I ran into him just a week ago, at McDonald's. He was there with his wife and Billy Joel's two sons (i.e., their grandsons). Funnily enough, I was there because I was going to catch up with Billy Joel's cousin. We chatted about different things that Bill had been well enough to do, or at least try to do, in the last several months. They'd gone on vacation to South Carolina, and were talking about having recently gone to see Billy Joel in concert (the entertainer, not their son). We talked about the kinds of strategies that they had to use to make such things more practical, given Bill's health. Even now, I struggle with believing I'm even allowed to try to go do such things, but talking with Bill was comforting for me. I genuinely loved to hear about any time he got to go do something he enjoyed.

It was easy to root for Bill. He was one of the most humble, honest, and respectable people I've ever known. His wry humor made me laugh. And, of course, having my own health issues, it was always nice to be reminded by someone I had known so long that there are always good days ahead to be had, even if they're outnumbered.

Today is not one of those good days. Late last night, Bill left us. I spoke with Billy Joel this morning (his son, not the entertainer). The service will be held at the same place where my grandfather's service was held barely a month ago. It turns out that we both have more than a few relatives laid to rest there. Among those on my side of things is my Uncle Stuart, who passed a few years before I was born. Now, I'll have two uncles there; one with whom I share genetics, and another who was simply kind enough to take his son's friend under his wing.
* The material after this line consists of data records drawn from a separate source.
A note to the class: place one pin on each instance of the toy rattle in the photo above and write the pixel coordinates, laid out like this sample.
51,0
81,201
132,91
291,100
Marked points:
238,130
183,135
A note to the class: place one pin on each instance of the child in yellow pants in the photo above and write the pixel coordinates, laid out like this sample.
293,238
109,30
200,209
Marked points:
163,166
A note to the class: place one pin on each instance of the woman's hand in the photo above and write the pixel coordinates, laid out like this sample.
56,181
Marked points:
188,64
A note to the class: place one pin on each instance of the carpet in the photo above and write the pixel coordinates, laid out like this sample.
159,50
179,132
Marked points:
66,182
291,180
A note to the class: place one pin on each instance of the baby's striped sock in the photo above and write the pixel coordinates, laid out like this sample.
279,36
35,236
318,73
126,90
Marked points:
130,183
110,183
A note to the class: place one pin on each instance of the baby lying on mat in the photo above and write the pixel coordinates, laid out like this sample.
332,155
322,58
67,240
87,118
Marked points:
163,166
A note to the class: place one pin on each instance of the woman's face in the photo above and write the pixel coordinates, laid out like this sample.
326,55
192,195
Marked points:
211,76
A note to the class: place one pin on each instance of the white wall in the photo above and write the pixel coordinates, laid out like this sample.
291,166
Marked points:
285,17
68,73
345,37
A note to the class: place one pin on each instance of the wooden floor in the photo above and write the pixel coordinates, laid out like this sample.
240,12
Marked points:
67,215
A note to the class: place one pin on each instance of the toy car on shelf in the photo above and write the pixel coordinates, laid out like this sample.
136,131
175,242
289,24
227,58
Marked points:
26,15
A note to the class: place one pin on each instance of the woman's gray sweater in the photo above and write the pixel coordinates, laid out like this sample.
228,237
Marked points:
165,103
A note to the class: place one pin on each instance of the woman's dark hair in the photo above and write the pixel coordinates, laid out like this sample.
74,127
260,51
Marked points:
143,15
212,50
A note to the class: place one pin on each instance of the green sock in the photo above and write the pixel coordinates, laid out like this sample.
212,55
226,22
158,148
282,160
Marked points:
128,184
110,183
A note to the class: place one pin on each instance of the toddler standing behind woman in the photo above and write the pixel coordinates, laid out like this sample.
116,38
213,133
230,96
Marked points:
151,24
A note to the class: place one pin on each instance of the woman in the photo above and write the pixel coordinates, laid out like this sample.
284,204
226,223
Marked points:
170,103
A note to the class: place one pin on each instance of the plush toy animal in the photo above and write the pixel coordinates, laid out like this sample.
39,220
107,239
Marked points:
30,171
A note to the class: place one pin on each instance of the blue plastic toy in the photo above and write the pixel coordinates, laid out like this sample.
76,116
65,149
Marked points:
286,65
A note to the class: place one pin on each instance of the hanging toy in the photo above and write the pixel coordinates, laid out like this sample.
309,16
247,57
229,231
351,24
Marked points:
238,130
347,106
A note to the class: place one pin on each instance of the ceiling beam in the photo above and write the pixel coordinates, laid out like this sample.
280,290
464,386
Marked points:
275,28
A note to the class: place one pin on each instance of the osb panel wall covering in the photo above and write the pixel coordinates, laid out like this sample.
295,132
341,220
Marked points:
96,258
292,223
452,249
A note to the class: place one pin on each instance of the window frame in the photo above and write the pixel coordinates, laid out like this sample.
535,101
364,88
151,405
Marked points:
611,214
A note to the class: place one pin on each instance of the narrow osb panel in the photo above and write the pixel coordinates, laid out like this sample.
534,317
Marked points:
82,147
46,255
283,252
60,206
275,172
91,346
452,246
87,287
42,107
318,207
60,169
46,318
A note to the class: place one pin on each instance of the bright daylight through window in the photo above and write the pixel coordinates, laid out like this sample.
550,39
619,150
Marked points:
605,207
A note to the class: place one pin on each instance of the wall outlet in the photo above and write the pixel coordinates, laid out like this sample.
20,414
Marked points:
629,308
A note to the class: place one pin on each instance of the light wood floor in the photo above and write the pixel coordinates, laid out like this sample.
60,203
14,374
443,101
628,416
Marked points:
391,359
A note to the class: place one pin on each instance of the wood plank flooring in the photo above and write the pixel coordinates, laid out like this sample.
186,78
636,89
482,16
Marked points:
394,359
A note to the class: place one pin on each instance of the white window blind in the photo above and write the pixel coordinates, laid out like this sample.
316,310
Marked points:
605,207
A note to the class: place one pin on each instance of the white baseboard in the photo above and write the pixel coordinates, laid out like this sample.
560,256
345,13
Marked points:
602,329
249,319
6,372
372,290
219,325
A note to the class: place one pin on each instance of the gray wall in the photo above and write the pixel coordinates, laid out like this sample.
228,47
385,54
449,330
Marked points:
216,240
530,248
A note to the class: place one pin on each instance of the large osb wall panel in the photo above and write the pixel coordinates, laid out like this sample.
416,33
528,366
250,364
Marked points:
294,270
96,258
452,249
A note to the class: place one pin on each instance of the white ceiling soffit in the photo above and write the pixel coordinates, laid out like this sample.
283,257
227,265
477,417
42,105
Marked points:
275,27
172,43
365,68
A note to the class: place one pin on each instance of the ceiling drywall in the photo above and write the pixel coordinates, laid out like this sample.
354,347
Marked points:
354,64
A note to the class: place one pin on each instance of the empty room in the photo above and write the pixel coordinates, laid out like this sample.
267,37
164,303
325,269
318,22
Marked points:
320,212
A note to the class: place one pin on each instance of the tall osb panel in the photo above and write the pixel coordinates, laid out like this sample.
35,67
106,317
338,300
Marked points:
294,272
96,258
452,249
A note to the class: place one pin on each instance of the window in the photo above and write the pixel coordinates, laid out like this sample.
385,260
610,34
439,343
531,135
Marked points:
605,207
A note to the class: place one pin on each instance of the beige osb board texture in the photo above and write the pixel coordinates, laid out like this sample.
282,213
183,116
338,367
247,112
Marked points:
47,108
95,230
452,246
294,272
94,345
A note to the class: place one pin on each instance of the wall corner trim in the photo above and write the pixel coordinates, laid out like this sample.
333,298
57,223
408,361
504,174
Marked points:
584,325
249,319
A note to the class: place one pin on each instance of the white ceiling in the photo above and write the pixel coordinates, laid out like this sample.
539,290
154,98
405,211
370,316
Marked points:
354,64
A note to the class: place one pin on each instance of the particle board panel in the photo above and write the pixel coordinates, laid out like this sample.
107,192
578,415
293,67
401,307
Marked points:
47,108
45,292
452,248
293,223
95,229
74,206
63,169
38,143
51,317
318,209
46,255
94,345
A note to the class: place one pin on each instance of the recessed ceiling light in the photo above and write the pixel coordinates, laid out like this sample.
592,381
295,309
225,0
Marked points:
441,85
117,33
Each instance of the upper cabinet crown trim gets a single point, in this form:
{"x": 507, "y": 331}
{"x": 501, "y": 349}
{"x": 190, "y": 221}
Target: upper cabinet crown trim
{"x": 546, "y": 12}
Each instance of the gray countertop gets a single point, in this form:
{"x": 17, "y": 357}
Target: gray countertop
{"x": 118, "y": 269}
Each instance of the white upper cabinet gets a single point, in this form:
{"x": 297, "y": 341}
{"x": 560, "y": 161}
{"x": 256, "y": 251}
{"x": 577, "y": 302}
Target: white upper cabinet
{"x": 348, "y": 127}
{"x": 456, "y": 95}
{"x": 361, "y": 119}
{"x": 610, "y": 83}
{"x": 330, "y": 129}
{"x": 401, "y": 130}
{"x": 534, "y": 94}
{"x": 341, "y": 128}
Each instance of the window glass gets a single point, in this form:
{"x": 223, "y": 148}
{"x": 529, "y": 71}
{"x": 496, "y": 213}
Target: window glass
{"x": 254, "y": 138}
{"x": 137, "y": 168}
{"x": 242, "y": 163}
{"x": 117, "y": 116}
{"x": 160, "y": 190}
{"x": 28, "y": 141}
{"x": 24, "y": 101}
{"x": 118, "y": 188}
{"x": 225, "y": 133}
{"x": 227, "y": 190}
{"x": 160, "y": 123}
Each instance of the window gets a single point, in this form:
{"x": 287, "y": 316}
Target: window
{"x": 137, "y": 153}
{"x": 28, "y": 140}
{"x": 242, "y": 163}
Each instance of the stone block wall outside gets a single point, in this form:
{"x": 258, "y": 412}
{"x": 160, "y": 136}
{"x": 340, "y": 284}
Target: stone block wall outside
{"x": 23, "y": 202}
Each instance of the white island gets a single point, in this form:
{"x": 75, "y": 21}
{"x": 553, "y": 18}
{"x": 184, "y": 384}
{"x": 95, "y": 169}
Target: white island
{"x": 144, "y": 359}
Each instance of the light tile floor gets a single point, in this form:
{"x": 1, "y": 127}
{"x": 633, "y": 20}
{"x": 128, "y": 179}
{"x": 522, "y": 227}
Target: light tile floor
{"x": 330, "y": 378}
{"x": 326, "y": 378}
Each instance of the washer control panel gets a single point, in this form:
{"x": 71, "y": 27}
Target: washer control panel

Thinking of our teasing of one another, I'm reminded of something that Kris Kristofferson said in 2002 after Waylon Jennings passed away:
"Over the years, I got to work by his side and be his friend and hear him say some of the funniest lines I've ever heard. Right now he's probably whispering in Johnny Cash's ear, 'See, I told you I was sicker than you.'"
I can hear that quip in Bill's voice, his impish grin waiting for me to laugh, or at least roll my eyes. I'm glad I got to see him one last time last week, on a night when we were both feeling well. Or, at least, when we were both feeling our respective versions of "well". Bill tethered himself to his good days. It's fitting, then, that our final conversation should be about that very thing. I can't promise that I'll consistently adhere to that philosophy, but in 25 years, I've always been mindful not to swing until the first called strike.